M. Alain Gournac, rapporteur. Concernant l’amendement n° 169, monsieur Muller, vous poursuivez dans votre logique, nous, dans la nôtre !

Donc, comme pour les amendements nos 96 et 168 que nous avons déjà examinés, nous sommes défavorables.

En ce qui concerne l’amendement n° 98, là encore, nous souhaitons, et nous prenons nos responsabilités, donner la priorité à l’accord d’entreprise.

Nous sommes donc défavorables aux deux amendements.

M. le président. Quel est l’avis du Gouvernement ?

M. Xavier Bertrand, ministre. Même avis !

M. le président. Je mets aux voix l'amendement n° 169.

(L'amendement n'est pas adopté.)

M. le président. Je mets aux voix l'amendement n° 98.

(L'amendement n'est pas adopté.)

M. le président.
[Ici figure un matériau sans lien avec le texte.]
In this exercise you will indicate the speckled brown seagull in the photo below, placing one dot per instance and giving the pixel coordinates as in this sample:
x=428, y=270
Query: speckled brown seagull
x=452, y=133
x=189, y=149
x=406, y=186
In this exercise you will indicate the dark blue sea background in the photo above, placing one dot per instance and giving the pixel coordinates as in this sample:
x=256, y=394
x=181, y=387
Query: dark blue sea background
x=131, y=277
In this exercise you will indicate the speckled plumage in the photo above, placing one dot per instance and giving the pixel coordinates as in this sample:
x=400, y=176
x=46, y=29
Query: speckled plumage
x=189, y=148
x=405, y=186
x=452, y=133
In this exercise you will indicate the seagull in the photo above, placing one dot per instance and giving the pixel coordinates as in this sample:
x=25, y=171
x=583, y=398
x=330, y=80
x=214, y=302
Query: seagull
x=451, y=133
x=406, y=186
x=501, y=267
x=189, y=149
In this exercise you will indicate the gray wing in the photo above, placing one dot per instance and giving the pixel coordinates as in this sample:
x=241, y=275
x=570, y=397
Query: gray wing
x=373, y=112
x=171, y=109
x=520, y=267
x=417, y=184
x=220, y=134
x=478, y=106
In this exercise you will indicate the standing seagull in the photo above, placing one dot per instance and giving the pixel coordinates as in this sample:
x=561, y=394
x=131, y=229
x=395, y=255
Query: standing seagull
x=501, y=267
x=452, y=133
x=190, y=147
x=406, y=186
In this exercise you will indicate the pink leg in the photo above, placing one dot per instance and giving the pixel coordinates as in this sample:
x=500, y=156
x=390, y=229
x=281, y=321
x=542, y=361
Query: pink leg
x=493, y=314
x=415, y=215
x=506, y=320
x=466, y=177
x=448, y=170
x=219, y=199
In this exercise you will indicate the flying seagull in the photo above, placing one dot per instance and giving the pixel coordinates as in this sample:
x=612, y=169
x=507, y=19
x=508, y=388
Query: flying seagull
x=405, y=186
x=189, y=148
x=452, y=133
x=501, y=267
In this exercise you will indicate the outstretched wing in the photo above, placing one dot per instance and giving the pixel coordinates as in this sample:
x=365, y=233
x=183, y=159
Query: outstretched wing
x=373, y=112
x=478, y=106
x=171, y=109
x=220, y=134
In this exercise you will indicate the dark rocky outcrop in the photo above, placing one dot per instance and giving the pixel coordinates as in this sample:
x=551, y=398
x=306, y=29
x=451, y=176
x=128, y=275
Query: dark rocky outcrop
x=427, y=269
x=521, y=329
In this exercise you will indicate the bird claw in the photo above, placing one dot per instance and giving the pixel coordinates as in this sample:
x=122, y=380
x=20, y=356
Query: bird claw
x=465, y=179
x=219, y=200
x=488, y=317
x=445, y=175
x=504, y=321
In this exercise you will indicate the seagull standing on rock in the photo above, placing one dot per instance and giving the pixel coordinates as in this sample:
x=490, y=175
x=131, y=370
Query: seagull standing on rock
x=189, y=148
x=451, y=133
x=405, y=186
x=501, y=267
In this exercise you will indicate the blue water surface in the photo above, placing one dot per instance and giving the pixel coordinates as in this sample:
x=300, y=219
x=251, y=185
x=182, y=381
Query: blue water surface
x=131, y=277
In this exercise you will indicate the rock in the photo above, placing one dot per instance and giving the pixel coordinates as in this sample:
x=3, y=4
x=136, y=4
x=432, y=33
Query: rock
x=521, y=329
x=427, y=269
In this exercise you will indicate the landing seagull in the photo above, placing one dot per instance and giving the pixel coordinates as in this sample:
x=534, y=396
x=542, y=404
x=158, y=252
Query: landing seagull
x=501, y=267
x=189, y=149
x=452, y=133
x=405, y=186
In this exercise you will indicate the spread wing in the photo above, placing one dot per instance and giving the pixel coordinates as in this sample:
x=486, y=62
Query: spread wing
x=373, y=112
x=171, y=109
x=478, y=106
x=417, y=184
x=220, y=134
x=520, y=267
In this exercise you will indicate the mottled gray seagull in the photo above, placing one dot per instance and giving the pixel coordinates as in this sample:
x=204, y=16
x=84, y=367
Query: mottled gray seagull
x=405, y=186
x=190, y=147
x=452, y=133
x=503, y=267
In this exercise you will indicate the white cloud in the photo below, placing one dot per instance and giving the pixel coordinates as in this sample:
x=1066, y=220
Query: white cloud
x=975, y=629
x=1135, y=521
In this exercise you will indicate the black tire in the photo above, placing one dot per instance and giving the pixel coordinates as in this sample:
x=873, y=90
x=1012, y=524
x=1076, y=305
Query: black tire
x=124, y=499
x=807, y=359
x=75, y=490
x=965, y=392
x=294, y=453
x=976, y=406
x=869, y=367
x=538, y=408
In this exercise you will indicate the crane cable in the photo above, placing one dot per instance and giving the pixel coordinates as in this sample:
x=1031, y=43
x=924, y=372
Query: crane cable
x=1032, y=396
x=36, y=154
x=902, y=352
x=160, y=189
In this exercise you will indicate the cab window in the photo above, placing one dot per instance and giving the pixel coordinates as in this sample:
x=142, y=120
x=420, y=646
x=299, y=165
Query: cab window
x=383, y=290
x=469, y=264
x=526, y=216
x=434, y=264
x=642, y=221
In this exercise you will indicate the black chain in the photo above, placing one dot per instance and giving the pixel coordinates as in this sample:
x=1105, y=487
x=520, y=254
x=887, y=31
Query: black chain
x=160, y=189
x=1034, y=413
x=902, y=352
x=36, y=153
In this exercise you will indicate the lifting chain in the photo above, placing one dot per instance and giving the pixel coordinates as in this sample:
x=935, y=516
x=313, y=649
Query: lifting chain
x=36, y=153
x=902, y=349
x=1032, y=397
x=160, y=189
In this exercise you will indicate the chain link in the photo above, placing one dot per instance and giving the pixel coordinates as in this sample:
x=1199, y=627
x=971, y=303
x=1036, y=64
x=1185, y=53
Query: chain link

L'amendement n° 170, présenté par MM. Desessard et Muller et Mmes Blandin, Boumediene-Thiery et Voynet, est ainsi libellé :

Compléter l'avant-dernier alinéa du texte proposé par le I de cet article pour l'article L. 3122-2 du code du travail par une phrase ainsi rédigée :

En cas de réduction de ce délai, des contreparties au bénéfice du salarié sont prévues dans la convention ou l'accord.

La parole est à M. Jacques Muller.

M. Jacques Muller. L’article 18 prévoit qu’en cas de changement de durée ou d’horaires le délai de prévenance fixé à sept jours peut être réduit aux termes de l’accord.

Cette disposition est déjà présente dans l’article L. 3122 -14 du code du travail. Cependant, l’un de ses alinéas précise que des contreparties au bénéfice du salarié sont alors prévues dans la convention ou l’accord, en cas de réduction du délai de prévenance de sept jours.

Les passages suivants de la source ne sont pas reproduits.